More conventional than the works of the Dadaists and Surrealists or the Flemish/Belgian dramatists are the mythically oriented works of Cocteau, Giraudoux, Anouilh, and Claudel. Dramatising original experiences, often transcendental rather than personal, Cocteau's Orpheus (1926), Giraudoux's Ondine (1939) and The Madwoman of Chaillot (La Folle de Chaillot, 1945), Anouilh's The Traveller without Luggage (1937) and The Thieves' Carnival (Le Bal des voleurs, 1938), Claudel's Break of Noon, written in 1905, but officially performed only in 1948, are unsettling: they question, triturate, pain and render jubilant—but always in a subtle, nuanced, and sensitive manner. Their characters are recognisable; their sequences, relatively rational, certainly logical by comparison with the dramas of the Dadaists and Surrealists. Their dialogue, poetic, doleful, and poignant at times searing, speaks to the heart as well as the mind. Theirs is a theatre of all time, of all place, Everyman's.
Dramatists, directors, and actors between World Wars I and II gave form to what had existed in the vague no-man's-land of untried formulas.

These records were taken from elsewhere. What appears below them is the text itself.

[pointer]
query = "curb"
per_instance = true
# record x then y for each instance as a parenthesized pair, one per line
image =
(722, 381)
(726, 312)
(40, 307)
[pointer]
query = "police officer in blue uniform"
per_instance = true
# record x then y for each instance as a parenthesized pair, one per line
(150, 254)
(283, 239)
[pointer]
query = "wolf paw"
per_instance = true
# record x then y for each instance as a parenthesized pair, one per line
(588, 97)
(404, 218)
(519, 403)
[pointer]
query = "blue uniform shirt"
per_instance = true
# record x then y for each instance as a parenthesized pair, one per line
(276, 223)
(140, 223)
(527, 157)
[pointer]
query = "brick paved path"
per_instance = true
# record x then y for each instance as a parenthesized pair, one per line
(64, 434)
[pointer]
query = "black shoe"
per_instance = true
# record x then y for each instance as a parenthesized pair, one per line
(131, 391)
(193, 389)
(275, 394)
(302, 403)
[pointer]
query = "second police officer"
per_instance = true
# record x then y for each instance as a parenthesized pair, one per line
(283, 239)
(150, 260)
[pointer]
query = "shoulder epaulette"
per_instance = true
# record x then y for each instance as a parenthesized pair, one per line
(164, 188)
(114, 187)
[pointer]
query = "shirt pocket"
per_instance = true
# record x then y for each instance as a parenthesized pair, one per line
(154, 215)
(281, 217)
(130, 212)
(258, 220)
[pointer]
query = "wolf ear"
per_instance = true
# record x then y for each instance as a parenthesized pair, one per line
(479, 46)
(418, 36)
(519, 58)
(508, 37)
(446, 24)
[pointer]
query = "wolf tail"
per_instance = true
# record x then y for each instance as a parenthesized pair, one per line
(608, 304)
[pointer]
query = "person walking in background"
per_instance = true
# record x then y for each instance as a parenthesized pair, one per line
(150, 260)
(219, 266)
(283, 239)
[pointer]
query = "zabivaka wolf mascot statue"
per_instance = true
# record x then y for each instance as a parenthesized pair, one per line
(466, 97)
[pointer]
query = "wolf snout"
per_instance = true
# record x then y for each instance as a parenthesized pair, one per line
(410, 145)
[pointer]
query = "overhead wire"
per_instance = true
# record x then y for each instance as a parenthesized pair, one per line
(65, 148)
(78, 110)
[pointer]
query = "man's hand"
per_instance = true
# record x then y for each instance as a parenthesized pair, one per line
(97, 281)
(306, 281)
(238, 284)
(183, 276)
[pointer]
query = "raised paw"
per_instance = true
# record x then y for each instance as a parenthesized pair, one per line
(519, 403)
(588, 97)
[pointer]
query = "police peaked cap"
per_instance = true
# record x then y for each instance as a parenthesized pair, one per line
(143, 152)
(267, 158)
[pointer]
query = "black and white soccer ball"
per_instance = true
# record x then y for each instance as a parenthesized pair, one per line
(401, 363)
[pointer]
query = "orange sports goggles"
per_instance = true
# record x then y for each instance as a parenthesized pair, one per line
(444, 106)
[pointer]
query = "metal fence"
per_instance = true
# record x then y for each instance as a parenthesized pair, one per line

They brought integrity, sacrifice, and beauty to their artistic creations, gave eternity to a new brand of theatre. Each in his own way learned how to convey and instill raw pain and brutality as well as jubilation and tenderness—pointing up the serenity and poetry that accompany real love, and the grotesque and sublime in flights of fantasy or terror, be they deeply spiritual, sexual, or a fusion of both.